A Defense Department task force released a progress report today on its efforts to address PFAS. The report summarizes the task force's accomplishments since its establishment in July and its planned activities moving forward.
Defense Secretary Dr. Mark T. Esper created the PFAS task force to ensure a coordinated, aggressive and holistic approach to departmentwide efforts to address these chemicals, a defense official said. The task force's priorities include:
- Ensuring consistent investigation and cleanup of past releases;
- Researching a PFAS-free firefighting foam;
- Providing information on health effects to DOD stakeholders; and
- Coordinating DOD efforts with other federal agencies.
The report covers various DOD activities related to PFAS, including the department's actions to address PFAS in drinking water. The report says that where DOD is the known source of drinking water, no one on or off-base is drinking water above the Environmental Protection Agency's lifetime health advisory level of 70 parts per trillion. Where levels exceed EPA's HA, DOD has provided bottled water and filters and has taken other actions as appropriate.

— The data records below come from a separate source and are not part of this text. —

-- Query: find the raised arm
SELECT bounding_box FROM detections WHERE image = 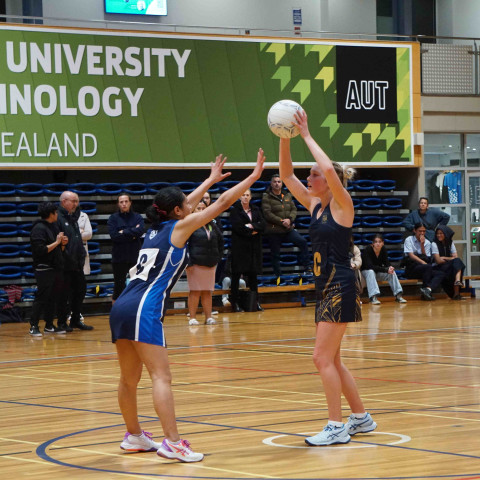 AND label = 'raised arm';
[295,111,353,218]
[172,148,265,247]
[279,138,316,210]
[187,154,231,209]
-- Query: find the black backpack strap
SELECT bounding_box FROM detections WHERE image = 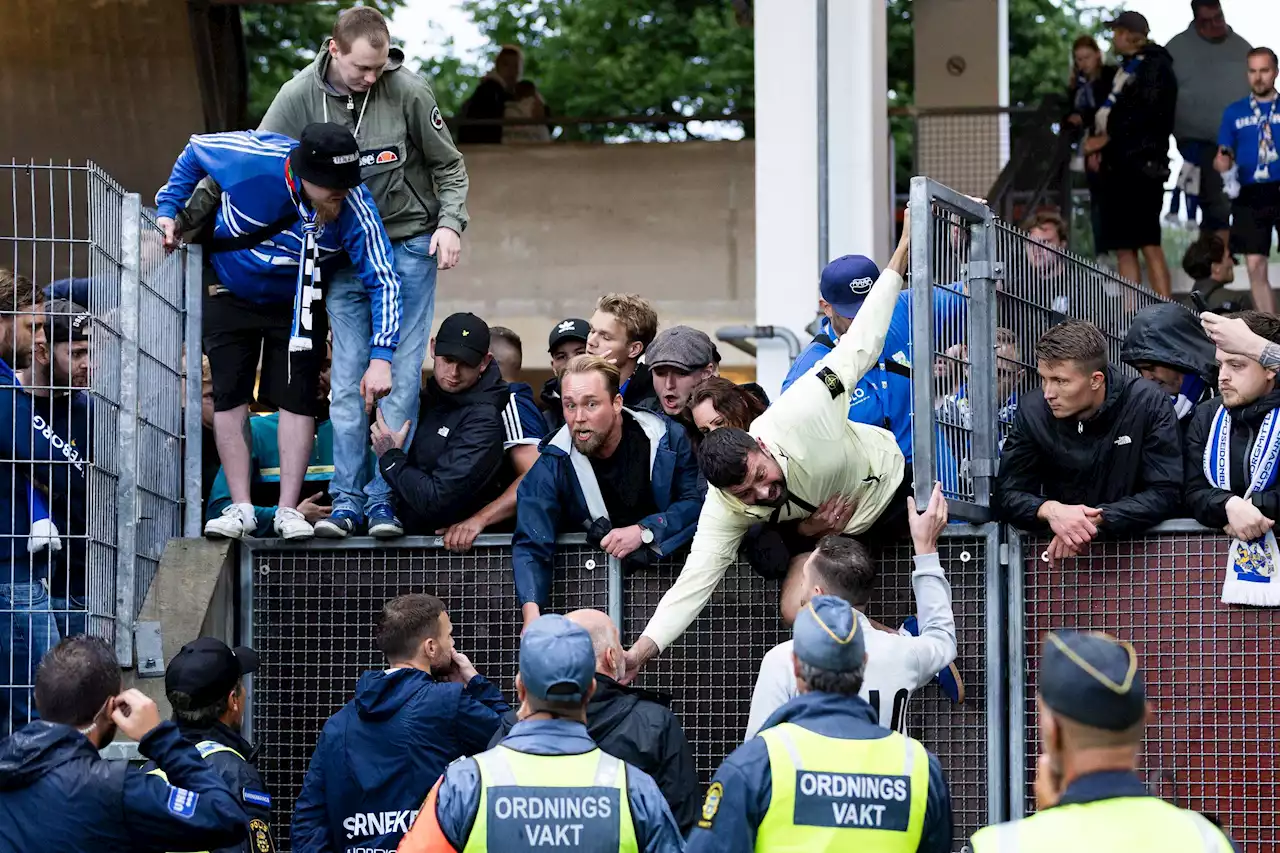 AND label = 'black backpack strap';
[205,210,298,254]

Additional updates outlined in the report include:
- No PFAS-free foam has met the strict safety standards DOD requires to rapidly extinguish fuel fires. DOD only uses AFFF to respond to emergency events and no longer uses it for land-based testing and training. To limit environmental effects, the department treats each use of AFFF as a spill response. DOD is investing $49 million through fiscal year 2025 in research, development, testing and evaluation to find an effective alternative.
- The task force is focused on continuing to educate DOD health care providers and their patients, monitoring PFAS research, and preparing to offer annual testing of DOD firefighters' blood.
- Each military service is collecting drinking water sampling results where DOD is the purveyor, and maintaining the data in a centralized database.
- Each military service is reporting quarterly to the office of the secretary of defense on its progress in investigating and cleaning up PFAS.
- Scientists are still studying the health effects of PFAS exposure. The department has provided $30 million, and will provide an additional $10 million this year, to the Agency for Toxic Substances and Disease Registry to conduct exposure assessments in the communities around eight current and former military installations, as well as a multi-site health study.
- DOD is collaborating with other federal agencies — such as the EPA and the Department of Veterans Affairs — and is communicating its actions to address PFAS to Congress and the communities impacted by DOD activities.
- The task force will explore potential options for addressing PFAS overseas.
Concurrent with the release of the report, the department is releasing a consolidated inventory of 651 DOD and National Guard installations where the department is performing an assessment of PFAS use or potential release. While DOD's initial focus was on installations with potentially significant historic PFAS use, this is a more comprehensive inventory of installations, including smaller installations across the Army and Army National Guard.